Refreshing AND geometrical



And what are these ginormous globules?

 
Those would be huge papayas. 
 Chock full of nutrition...a digestive aid, more Vitamin C than citrus, and naturally medicinal. 


And can anyone tell me what this is?
....you probably eat them...


...they're kinda expensive...


...but good for your heart....

...guessed yet?

It's an almond.  But the nut that you know is actually inside this little baby.   And let me tell you, for as hard as they are to get out of there, I can understand why they're expensive!  But we often don't eat the nut.  We actually eat that red flesh that's on the outside.  It tastes kind of like a less sweet plum.  But if you get one that's not ripe yet, watch out!  Talk about bitter.  




And what about this?  One of my favorites.  It's called kachima (pronounced kah-shi-ma) in Creole.  No idea what it is in English.  You pull it apart, and eat the flesh inside, spitting out the seeds.  There's a tree out behind the Lemuel house.
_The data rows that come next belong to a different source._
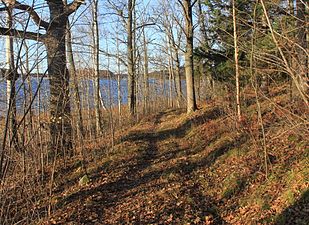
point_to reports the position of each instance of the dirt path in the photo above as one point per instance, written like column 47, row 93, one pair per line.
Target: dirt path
column 151, row 186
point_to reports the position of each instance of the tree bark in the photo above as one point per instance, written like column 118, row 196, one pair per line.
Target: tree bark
column 301, row 52
column 236, row 63
column 131, row 64
column 60, row 111
column 191, row 99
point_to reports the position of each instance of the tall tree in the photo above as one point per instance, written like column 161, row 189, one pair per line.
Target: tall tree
column 187, row 6
column 54, row 40
column 236, row 61
column 302, row 52
column 131, row 60
column 96, row 59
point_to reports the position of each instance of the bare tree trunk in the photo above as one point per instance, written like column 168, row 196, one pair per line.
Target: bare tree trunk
column 131, row 64
column 118, row 80
column 12, row 76
column 302, row 33
column 191, row 99
column 146, row 75
column 77, row 99
column 96, row 46
column 236, row 63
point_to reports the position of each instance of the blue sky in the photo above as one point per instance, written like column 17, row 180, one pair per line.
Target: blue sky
column 81, row 22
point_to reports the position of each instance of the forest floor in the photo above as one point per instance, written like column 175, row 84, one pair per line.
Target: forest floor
column 174, row 168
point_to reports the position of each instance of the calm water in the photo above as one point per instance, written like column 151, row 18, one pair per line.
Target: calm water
column 86, row 88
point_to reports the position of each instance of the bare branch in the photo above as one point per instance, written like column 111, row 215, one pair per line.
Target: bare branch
column 72, row 7
column 21, row 34
column 35, row 17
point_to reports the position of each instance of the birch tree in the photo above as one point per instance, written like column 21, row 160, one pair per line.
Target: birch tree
column 54, row 40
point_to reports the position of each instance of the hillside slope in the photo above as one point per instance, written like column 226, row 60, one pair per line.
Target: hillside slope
column 174, row 168
column 178, row 169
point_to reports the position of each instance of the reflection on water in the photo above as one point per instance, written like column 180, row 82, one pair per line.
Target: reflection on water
column 108, row 88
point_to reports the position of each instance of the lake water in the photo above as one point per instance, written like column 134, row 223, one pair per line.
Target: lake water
column 86, row 87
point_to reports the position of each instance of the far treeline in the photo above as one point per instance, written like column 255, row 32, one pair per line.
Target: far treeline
column 222, row 49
And this?!  It looks kind of ugly, but it is one of the most delicious.  It's calledkowosòl in Creole, and I'm pretty sure you may recognize it as guanabana, if you are apt to wander into the Goya aisle at the grocery store.  MMmmm, again, you peel it and eat the pulp, spitting out the seeds (and then planting them!).


And all of it is naturally organic!  Of course, the downside is that it is seasonally restricted.



How about Malta?  

I totally remember NOT liking it the first time I had it, but now I crave it.  It's made from the hops left over after making beer. Packed with B vitamins.


And of course, we could never forget the moringa tree, a.k.a., The Miracle Tree. (Check out http://www.ilovemoringa.com/).  In our area, the leaves are usually eaten cooked in with other foods.  However, I have tried them raw in salads.  I've also made tea from the flowers.  The tea has a delicious, light, grassy flavor, and is used in some places to treat symptoms of the common cold (just like, hibiscus, which we also have in abundance, by the way).